Nymphaea Colorado

Colorado Water Lily

Another hardy lily that attracts butterflies during our  summers, the Colorado Water Lily, sports early pink blooms that are tinged with a lighter salmon color.  During the heat of the summer, the blooms are a deeper shade of pink.  Then in the fall, the blossoms have more yellow in the center and a lighter salmon on the outer petals.  Make sure the crown of the hardy lilies remains under the ice if your water feature freezes in the winter.  Its leaves a a green with reddish purple spots.  Spreading about 4-5 feet, it is great for larger ponds.

Caltha palustris

Marsh Marigold

The marsh marigold has round, dark-green leaves with two lobes at the base and ridged edges and yellow flowers that form on long stalks above the foliage.  In the buttercup family, its blooms provide an excellent accent in early spring.  A native Colorado  species of marsh marigold has white blossoms and is one of the earliest of our spring flowers.  This beautiful plant is usually in full bloom along with the tulips and daffodils in your gardens.  It prefers part shade and extreme heat may burn leaves.  It is very tolerant of cold temperatures making it a great Colorado plant.
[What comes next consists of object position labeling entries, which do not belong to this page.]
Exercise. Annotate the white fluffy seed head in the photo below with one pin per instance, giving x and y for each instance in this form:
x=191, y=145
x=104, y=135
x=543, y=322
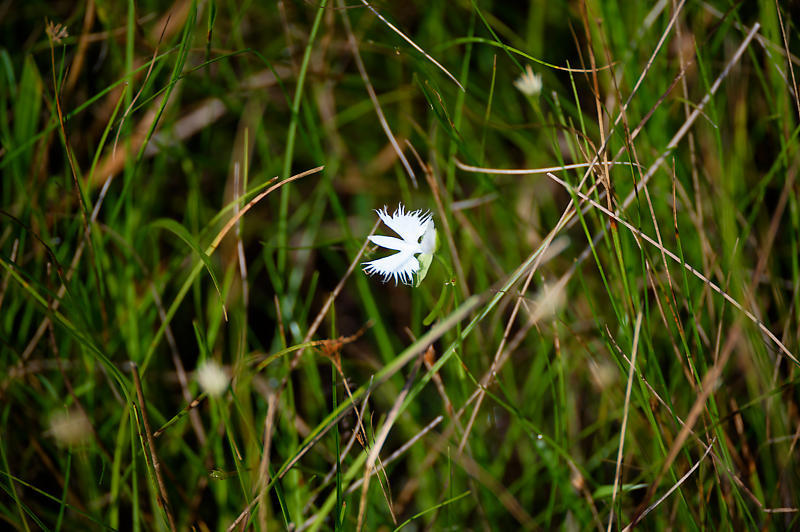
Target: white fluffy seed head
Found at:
x=212, y=378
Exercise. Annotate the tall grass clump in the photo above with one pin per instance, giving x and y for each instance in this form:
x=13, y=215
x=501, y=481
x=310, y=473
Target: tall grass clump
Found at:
x=607, y=334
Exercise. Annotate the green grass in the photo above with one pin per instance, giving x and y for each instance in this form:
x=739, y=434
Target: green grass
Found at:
x=610, y=344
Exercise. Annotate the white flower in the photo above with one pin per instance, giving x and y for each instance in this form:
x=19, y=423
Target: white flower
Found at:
x=528, y=83
x=212, y=378
x=417, y=235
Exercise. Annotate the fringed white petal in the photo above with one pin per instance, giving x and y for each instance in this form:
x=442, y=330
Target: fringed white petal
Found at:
x=400, y=266
x=417, y=234
x=409, y=225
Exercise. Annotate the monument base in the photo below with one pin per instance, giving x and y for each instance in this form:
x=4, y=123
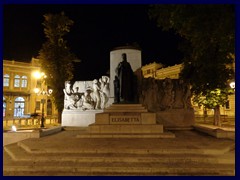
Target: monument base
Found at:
x=79, y=118
x=126, y=121
x=176, y=118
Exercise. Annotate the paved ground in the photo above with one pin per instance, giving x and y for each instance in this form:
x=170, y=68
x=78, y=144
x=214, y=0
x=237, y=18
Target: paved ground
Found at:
x=67, y=141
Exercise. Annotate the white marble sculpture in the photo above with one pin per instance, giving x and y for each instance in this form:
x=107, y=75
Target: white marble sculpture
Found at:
x=87, y=95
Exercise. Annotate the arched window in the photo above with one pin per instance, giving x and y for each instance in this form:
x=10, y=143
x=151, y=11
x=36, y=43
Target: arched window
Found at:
x=24, y=81
x=6, y=80
x=4, y=107
x=17, y=81
x=19, y=107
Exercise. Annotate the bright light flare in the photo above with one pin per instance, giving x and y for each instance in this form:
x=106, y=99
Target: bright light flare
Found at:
x=14, y=128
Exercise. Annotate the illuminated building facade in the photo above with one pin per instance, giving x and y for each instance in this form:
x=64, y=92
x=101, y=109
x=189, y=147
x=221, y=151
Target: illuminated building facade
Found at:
x=19, y=98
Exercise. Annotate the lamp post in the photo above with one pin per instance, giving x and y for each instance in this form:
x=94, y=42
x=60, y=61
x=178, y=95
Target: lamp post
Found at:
x=232, y=84
x=42, y=92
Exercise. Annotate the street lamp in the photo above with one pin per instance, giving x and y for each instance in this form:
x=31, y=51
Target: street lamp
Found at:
x=232, y=84
x=43, y=92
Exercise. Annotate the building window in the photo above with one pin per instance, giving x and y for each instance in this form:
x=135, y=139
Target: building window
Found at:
x=6, y=80
x=17, y=81
x=227, y=105
x=19, y=107
x=24, y=81
x=4, y=107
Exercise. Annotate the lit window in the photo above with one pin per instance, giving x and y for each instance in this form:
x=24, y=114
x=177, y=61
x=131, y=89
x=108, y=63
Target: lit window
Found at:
x=17, y=81
x=6, y=80
x=19, y=107
x=24, y=81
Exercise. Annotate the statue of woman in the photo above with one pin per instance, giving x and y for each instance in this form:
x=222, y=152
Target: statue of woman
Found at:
x=125, y=75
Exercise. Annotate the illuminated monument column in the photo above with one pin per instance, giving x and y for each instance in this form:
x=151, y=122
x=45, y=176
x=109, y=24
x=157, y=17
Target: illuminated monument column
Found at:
x=133, y=57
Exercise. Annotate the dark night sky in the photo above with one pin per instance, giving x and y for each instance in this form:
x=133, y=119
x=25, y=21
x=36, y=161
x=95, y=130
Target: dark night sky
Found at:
x=96, y=31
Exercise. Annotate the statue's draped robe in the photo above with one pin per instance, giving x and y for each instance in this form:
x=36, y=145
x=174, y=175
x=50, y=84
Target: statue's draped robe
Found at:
x=125, y=75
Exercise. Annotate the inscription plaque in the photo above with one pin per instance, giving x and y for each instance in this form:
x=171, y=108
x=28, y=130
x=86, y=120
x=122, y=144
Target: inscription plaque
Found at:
x=125, y=119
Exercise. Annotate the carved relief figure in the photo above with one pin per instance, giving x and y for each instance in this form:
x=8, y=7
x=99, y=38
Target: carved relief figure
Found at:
x=87, y=95
x=105, y=91
x=88, y=102
x=96, y=94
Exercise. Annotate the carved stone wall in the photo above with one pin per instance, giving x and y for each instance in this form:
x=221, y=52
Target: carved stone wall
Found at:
x=87, y=95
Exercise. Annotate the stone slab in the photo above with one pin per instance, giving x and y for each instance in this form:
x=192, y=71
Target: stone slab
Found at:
x=79, y=118
x=176, y=118
x=124, y=128
x=152, y=135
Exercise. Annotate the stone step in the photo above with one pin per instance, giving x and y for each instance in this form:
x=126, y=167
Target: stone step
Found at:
x=122, y=150
x=125, y=110
x=126, y=135
x=19, y=154
x=109, y=168
x=126, y=128
x=54, y=169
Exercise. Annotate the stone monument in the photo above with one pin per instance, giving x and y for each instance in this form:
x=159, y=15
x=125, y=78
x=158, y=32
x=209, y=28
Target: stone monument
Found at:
x=125, y=119
x=83, y=99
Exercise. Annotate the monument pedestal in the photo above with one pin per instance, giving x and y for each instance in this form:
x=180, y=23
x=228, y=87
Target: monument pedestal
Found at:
x=78, y=118
x=127, y=121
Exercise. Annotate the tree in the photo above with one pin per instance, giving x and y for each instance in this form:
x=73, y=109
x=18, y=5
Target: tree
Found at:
x=55, y=57
x=208, y=43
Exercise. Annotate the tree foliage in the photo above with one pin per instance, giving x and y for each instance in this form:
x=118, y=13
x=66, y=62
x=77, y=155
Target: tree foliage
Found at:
x=55, y=57
x=208, y=33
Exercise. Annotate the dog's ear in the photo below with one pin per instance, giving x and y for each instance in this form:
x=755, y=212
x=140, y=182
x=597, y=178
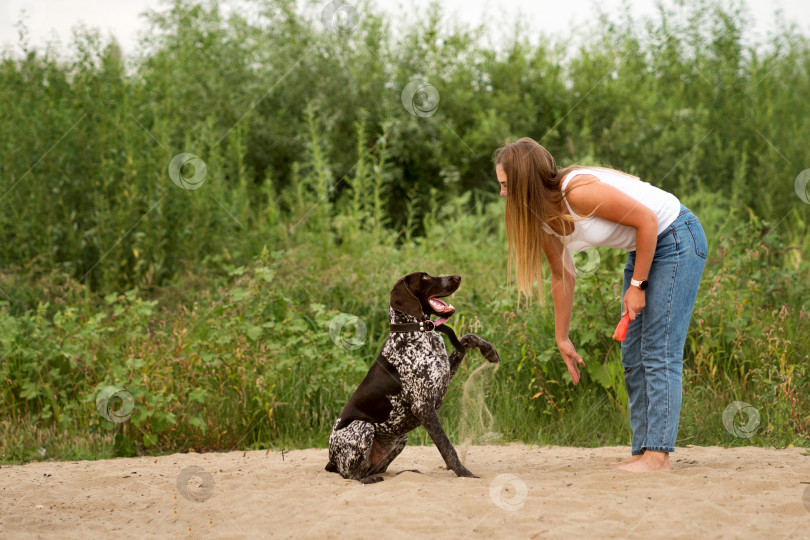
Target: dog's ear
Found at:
x=403, y=298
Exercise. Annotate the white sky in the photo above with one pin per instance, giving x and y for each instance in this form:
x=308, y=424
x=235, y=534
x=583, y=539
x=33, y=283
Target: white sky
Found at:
x=54, y=19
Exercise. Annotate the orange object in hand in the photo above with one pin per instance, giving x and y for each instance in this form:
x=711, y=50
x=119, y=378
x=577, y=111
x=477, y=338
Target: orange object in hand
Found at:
x=621, y=330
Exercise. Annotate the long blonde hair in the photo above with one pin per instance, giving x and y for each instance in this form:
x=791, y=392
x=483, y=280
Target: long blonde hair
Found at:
x=533, y=196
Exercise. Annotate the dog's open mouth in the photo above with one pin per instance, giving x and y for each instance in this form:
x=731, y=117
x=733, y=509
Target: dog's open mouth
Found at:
x=440, y=306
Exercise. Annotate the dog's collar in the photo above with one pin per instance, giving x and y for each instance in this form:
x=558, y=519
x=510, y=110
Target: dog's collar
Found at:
x=425, y=325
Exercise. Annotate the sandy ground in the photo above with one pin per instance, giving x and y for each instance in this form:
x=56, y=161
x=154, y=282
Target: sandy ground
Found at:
x=522, y=492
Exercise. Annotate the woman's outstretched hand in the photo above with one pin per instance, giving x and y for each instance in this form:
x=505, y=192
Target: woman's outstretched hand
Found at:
x=633, y=302
x=572, y=359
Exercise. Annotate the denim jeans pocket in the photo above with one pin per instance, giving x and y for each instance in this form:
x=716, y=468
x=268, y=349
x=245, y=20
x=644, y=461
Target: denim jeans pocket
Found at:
x=699, y=236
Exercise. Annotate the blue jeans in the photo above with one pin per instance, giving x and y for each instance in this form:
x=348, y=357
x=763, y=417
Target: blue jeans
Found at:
x=652, y=352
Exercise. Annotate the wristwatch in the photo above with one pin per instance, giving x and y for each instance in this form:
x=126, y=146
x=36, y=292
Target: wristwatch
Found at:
x=640, y=284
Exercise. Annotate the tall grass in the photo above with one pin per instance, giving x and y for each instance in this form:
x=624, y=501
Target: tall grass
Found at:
x=212, y=306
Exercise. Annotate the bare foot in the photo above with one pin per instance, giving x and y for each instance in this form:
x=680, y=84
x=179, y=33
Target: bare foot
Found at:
x=632, y=459
x=650, y=460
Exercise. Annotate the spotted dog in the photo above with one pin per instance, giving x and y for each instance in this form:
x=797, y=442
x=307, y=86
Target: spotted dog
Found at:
x=406, y=384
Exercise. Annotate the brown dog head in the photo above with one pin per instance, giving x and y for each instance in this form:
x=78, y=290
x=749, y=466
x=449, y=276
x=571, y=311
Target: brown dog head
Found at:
x=419, y=294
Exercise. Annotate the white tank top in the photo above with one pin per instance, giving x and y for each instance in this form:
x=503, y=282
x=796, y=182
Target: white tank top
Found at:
x=595, y=231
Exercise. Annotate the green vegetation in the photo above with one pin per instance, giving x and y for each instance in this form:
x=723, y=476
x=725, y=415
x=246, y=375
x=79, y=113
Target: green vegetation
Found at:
x=212, y=306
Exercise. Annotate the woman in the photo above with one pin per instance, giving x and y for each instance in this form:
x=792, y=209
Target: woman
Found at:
x=666, y=254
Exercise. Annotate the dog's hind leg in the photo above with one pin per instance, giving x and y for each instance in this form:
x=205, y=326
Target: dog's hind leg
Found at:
x=350, y=450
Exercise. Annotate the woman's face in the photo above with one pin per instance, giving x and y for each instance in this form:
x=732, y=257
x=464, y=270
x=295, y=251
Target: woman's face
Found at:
x=501, y=179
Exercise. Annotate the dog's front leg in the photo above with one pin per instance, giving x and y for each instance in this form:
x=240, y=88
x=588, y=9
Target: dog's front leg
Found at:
x=426, y=413
x=471, y=341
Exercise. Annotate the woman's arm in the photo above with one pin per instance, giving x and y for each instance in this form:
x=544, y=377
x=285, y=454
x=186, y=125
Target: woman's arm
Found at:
x=562, y=291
Iris louisiana, Black Gamecock

Black Gamecock Iris

Louisiana iris have larger, more showy blooms than other water-tolerant iris.  The Black Gamecock Iris is a vibrant iris that features stunning deep-purple blooms provide a unique accent. It blooms in early summer.  Plant in full sun.  Iris attract butterflies and will definitely be an asset to your water feature plantings. It will overwinter in mud or shallow water up to 4 in. over crown.

Lysimachia nummularia

Creeping Jenny

Creeping Jenny has small round leaves that are a deep green and form in pairs along long stems.  It provides a lush ground cover and is also ideal to hang in waterfalls and streams. Bright yellow star shaped flowers appear abundantly in the summer.  It overwinters in mud or very shallow water (the crown does not need to be submerged below ice line).  This plant grows quickly and adds softness to rocks in and around any water feature.  It will grow in full sun to partial shade and grows very quickly.  Although it grows quickly, it is easily managed and will not become a nuisance.

Juncus effusus 'Spiralis’

Corkscrew Rush

Tubular green foliage grows in clumps of tightly-spiraled stems that uncoil as it spreads in all directions giving the corkscrew rush a unique appearance.  It makes a great accent plant that gives texture to edges. Sparse tiny brown flowers grow at the tips of some stems.  It thrives in full sun to partial shade and needs to have its roots protected in the winter from freezing.

Myosotis scirpoides

Blue Water Forget-Me-Not

This prolific aquatic Forget-Me-Not has lush green foliage with dainty blue flowers and is an excellent edge plant for a pond or stream.  It provides great ground cover.  It has dainty, blue star shaped flowers with yellow centers in cooler months and prefers some light shade.  It overwinters well in either mud or shallow water.  It is a must to tuck in between rocks to soften the edges of any water feature.

Myriophyllum aquaticum

Parrot Feather

Parrot feather has feather-like, round foliage grows on long stems and floats on the water surface; good choice for softening the pond or stream edge; creates light shade and cover for fish. It is an annual that will sometimes over winter in Colorado.  Parrot feather prefers full sun to partial shade.  It can be overwintered by taking stem cuttings.  It can also be divided by stem cuttings during the growing season to create new plants.  Hanging it in a waterfall will create a very dramatic and impressive look.

Thalia dealbata

Powdery Thalia

Powdery Thalia Lush is a striking marginal plant with huge, tropical-looking leaves that are lance-shaped with a slight powdery-blue tint In the late summer.  While the foliage can reach up to 2 feet high, the flowers can surpass that and reach to six feet!  Round purple flowers grow in spikes at the tips of long stems that reach far above the leaves.  It prefers full sun to partial shade.  Hardy in Colorado, it requires no special care in the winter.